Does this mean a much welcomed smashing of AP Stylebook worship and liberation of the practice of journalism? Or is this youth-driven free-for-all bound to rob the news industry of its unique voice of authority that is ultimately the singular potential source of its value, monetary and otherwise?
It may be easy for some to dismiss a BuzzFeed listicle as antithetical to the serious role of informing the public. But what about the kinds of lists that John Herrman cranked out for The Awl? His insightful and entertaining musings in distinct (and numbered) blocks of text are a kind of post-blogging stream-of-consciousness. Though unburdened by the connective tissue of conventional paragraph form, the writing finds its own structure and voice. It is a digitally native means of communication that can be both easier to read and write in the space and rhythms of the Internet, which is increasingly consumed on your phone. (Herrman has just been scooped up by the Gray Lady herself. Will she let him keep on riffing?)
The Times’ attempts to wrestle with its digital identity was summed up last year by the company’s then head of branding as the “grandpa in a nightclub” problem. Avoiding such potential awkwardness, it would seem to follow, means either not going to the nightclub or being less of a grandpa.It’s a vivid metaphor, but ultimately both the nightclub and grandpa are bound to change. For now, this tension comes as the journalism industry (legacy and upstarts alike) asks itself how much control it must concede to a digital distribution ecosystem built and run by 20- and 30-something engineers and designers. Even while new ways of producing and sharing content are certainly welcome, there’s a potentially fatal risk in abiding, almost desperately, by the conceit that youth is always both the medium and the message.

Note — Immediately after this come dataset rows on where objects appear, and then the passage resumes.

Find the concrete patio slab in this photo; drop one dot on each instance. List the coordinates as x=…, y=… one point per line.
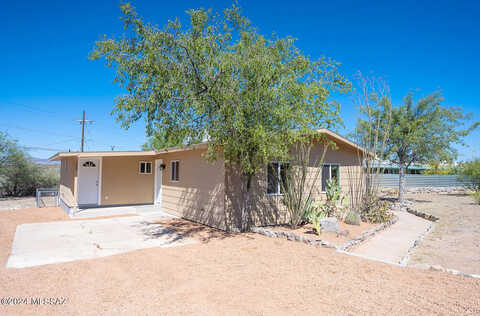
x=54, y=242
x=393, y=244
x=144, y=210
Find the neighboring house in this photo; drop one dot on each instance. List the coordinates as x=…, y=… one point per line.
x=181, y=182
x=388, y=167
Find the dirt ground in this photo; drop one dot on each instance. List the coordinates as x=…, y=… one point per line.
x=7, y=204
x=227, y=275
x=455, y=240
x=349, y=232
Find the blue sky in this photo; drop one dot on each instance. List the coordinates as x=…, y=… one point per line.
x=47, y=79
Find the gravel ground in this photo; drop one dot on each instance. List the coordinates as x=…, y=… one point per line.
x=348, y=232
x=225, y=274
x=455, y=241
x=8, y=204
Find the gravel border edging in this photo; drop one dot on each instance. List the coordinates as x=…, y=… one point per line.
x=323, y=243
x=428, y=217
x=369, y=233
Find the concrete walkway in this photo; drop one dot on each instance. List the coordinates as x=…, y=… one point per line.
x=53, y=242
x=150, y=211
x=393, y=244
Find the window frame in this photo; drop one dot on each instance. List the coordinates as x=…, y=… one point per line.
x=279, y=176
x=330, y=173
x=177, y=171
x=140, y=167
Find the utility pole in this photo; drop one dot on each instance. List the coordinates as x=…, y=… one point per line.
x=82, y=121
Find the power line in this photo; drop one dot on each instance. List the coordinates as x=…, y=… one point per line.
x=33, y=109
x=41, y=148
x=36, y=130
x=82, y=121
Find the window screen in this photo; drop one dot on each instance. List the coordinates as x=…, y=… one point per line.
x=175, y=171
x=145, y=167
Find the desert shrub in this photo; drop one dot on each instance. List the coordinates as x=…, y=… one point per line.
x=314, y=214
x=470, y=174
x=476, y=196
x=336, y=203
x=378, y=212
x=352, y=218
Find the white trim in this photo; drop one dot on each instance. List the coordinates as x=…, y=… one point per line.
x=157, y=195
x=279, y=189
x=100, y=162
x=171, y=170
x=140, y=168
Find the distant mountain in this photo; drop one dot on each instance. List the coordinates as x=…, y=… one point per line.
x=43, y=161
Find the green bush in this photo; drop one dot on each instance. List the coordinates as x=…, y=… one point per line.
x=336, y=204
x=314, y=214
x=476, y=196
x=378, y=212
x=353, y=218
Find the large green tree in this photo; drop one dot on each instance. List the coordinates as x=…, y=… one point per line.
x=217, y=79
x=423, y=131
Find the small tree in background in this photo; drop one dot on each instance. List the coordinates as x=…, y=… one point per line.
x=217, y=77
x=423, y=131
x=470, y=174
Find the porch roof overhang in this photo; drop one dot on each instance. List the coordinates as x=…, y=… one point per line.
x=60, y=155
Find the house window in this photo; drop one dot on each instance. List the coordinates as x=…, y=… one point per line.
x=275, y=172
x=145, y=167
x=330, y=172
x=89, y=164
x=175, y=170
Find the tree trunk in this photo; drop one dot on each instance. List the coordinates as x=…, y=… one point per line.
x=401, y=186
x=245, y=221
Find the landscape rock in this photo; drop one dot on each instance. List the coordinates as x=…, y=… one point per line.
x=329, y=224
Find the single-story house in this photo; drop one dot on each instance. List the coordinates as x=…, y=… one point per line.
x=180, y=181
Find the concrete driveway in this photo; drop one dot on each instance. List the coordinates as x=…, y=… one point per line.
x=53, y=242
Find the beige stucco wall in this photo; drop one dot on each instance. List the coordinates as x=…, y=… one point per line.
x=269, y=209
x=123, y=184
x=68, y=181
x=199, y=194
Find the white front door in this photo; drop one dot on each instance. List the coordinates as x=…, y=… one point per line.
x=88, y=181
x=158, y=182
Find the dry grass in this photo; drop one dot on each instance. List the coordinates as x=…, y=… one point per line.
x=244, y=274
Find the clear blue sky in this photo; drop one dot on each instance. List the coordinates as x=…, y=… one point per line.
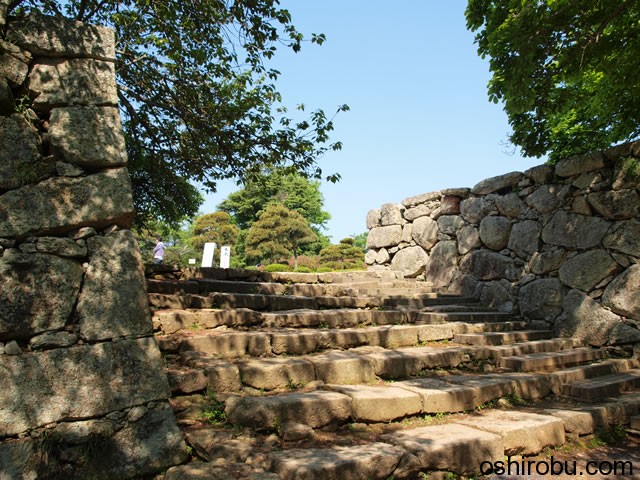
x=420, y=119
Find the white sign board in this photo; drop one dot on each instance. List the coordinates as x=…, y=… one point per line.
x=225, y=256
x=207, y=254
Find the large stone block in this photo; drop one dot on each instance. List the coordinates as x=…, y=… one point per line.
x=624, y=237
x=410, y=261
x=524, y=238
x=487, y=265
x=616, y=205
x=79, y=382
x=494, y=232
x=88, y=136
x=579, y=164
x=622, y=295
x=79, y=81
x=388, y=236
x=585, y=270
x=574, y=230
x=495, y=184
x=548, y=198
x=442, y=263
x=542, y=299
x=37, y=293
x=19, y=152
x=425, y=232
x=61, y=37
x=454, y=448
x=113, y=301
x=14, y=63
x=510, y=205
x=391, y=214
x=585, y=319
x=65, y=204
x=475, y=209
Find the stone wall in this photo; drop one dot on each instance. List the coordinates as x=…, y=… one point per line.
x=559, y=245
x=83, y=393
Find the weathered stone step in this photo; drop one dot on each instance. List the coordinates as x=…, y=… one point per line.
x=458, y=446
x=594, y=370
x=171, y=320
x=596, y=389
x=384, y=403
x=526, y=348
x=229, y=370
x=462, y=316
x=302, y=341
x=501, y=338
x=553, y=360
x=253, y=275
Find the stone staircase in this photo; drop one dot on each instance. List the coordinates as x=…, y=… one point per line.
x=363, y=375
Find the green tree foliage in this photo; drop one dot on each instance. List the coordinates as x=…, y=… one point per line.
x=566, y=70
x=279, y=232
x=344, y=256
x=360, y=240
x=215, y=227
x=198, y=100
x=292, y=190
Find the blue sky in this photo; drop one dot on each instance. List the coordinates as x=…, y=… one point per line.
x=420, y=119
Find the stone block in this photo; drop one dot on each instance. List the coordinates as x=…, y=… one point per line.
x=574, y=231
x=387, y=236
x=88, y=136
x=59, y=82
x=65, y=204
x=37, y=293
x=453, y=448
x=523, y=433
x=61, y=37
x=276, y=373
x=20, y=159
x=113, y=301
x=375, y=461
x=316, y=409
x=410, y=261
x=98, y=379
x=342, y=368
x=621, y=295
x=380, y=403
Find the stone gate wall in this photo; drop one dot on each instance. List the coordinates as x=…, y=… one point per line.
x=559, y=245
x=83, y=393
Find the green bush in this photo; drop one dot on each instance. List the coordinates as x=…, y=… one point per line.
x=277, y=267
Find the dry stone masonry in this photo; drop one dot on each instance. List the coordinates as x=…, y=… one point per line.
x=560, y=245
x=83, y=392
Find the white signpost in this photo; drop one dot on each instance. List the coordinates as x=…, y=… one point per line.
x=225, y=256
x=207, y=254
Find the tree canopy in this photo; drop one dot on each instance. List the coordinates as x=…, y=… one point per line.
x=214, y=227
x=197, y=96
x=279, y=232
x=292, y=190
x=566, y=70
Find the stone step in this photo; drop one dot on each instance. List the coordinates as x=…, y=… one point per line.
x=458, y=446
x=301, y=341
x=596, y=389
x=254, y=275
x=553, y=360
x=462, y=316
x=538, y=346
x=501, y=338
x=583, y=372
x=376, y=403
x=224, y=366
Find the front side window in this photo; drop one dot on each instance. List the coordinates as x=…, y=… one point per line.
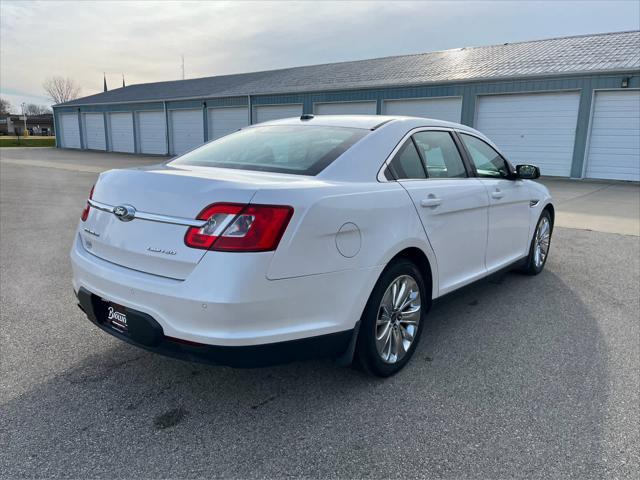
x=487, y=161
x=302, y=150
x=440, y=154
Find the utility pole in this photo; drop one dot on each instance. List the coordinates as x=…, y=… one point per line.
x=24, y=117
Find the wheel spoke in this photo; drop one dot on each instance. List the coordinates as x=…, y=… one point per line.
x=406, y=334
x=397, y=301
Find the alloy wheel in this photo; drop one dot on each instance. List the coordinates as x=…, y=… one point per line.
x=398, y=319
x=542, y=241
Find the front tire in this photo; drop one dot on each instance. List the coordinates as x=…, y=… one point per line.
x=540, y=245
x=392, y=321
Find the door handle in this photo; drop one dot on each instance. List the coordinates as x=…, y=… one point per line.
x=497, y=194
x=431, y=201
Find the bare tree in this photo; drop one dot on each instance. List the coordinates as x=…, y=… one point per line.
x=33, y=109
x=5, y=106
x=61, y=89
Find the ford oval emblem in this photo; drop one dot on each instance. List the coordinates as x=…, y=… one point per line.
x=125, y=213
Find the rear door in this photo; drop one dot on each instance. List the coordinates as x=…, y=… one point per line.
x=509, y=212
x=451, y=204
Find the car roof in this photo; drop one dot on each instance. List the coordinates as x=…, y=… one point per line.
x=368, y=122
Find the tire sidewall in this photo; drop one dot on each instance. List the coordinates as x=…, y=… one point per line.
x=367, y=351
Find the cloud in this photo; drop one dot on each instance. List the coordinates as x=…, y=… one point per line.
x=144, y=40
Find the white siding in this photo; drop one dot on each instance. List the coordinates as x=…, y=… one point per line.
x=94, y=131
x=187, y=130
x=537, y=128
x=449, y=109
x=152, y=132
x=345, y=108
x=121, y=132
x=70, y=130
x=264, y=113
x=614, y=142
x=223, y=121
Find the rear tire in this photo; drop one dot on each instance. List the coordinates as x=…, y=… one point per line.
x=392, y=321
x=540, y=245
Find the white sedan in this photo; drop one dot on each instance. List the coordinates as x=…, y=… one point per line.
x=310, y=236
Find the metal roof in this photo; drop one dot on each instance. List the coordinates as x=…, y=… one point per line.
x=606, y=52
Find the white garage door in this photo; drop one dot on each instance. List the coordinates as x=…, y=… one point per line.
x=187, y=130
x=537, y=128
x=121, y=132
x=94, y=131
x=614, y=145
x=264, y=113
x=152, y=132
x=345, y=108
x=449, y=109
x=223, y=121
x=69, y=130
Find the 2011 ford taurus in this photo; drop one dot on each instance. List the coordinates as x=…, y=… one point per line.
x=326, y=235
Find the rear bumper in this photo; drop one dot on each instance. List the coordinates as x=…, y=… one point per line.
x=148, y=334
x=227, y=301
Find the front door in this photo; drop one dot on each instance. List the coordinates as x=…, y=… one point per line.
x=509, y=212
x=452, y=206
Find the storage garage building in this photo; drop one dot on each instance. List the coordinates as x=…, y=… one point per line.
x=570, y=105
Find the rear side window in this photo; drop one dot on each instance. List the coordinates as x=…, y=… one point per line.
x=440, y=155
x=407, y=163
x=303, y=149
x=487, y=161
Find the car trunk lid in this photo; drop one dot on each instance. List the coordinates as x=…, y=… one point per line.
x=166, y=202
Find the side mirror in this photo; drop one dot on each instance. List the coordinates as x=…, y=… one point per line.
x=527, y=172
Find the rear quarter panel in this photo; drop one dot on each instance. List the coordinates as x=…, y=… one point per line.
x=383, y=213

For a small digital media like ours, produced by a mix of 20-, 30-, and 40-somethings, we are faced with the same constant questioning of how to produce, package and deliver the stories: What plays well on which platform? Who’s our target? What’s our voice? We have recently launched a feature that aims to speak with our old-school language(s), but with the feel and rhythms and tools of the social web. We think it’s cool, and we’ll see what the kids say.
How far then should we all take this pursuit of the treasured “readers of tomorrow?” One thing we tend to forget in this pile-on pursuit of eternal youth is that our target demographic of the moment is bound to grow older. In light of this biological truth, then, maybe we should start to ask what millennials — this first generation of readers/users/producers/consumers born on the Internet — will actually be like in, say, 2035? It’s hard to know if they’ll still be on Facebook; perhaps (hopefully?) emoji use and Snapchat output will have ebbed. Other new stuff we can’t imagine will no doubt be keeping them connected and competing for their attention.
Still there are certain things we can count on 20 years from now for the current flock of millennials: Few will have yet reached the risky grandpa-or-grandma-in-a-nightclub demographic. Instead, it’s safe to say there will be no shortage of onetime 20-something hipsters who have turned into 40-something dads and moms. What stories and information will matter to them? How will they want it packaged and delivered? We should be busy building those news products right now.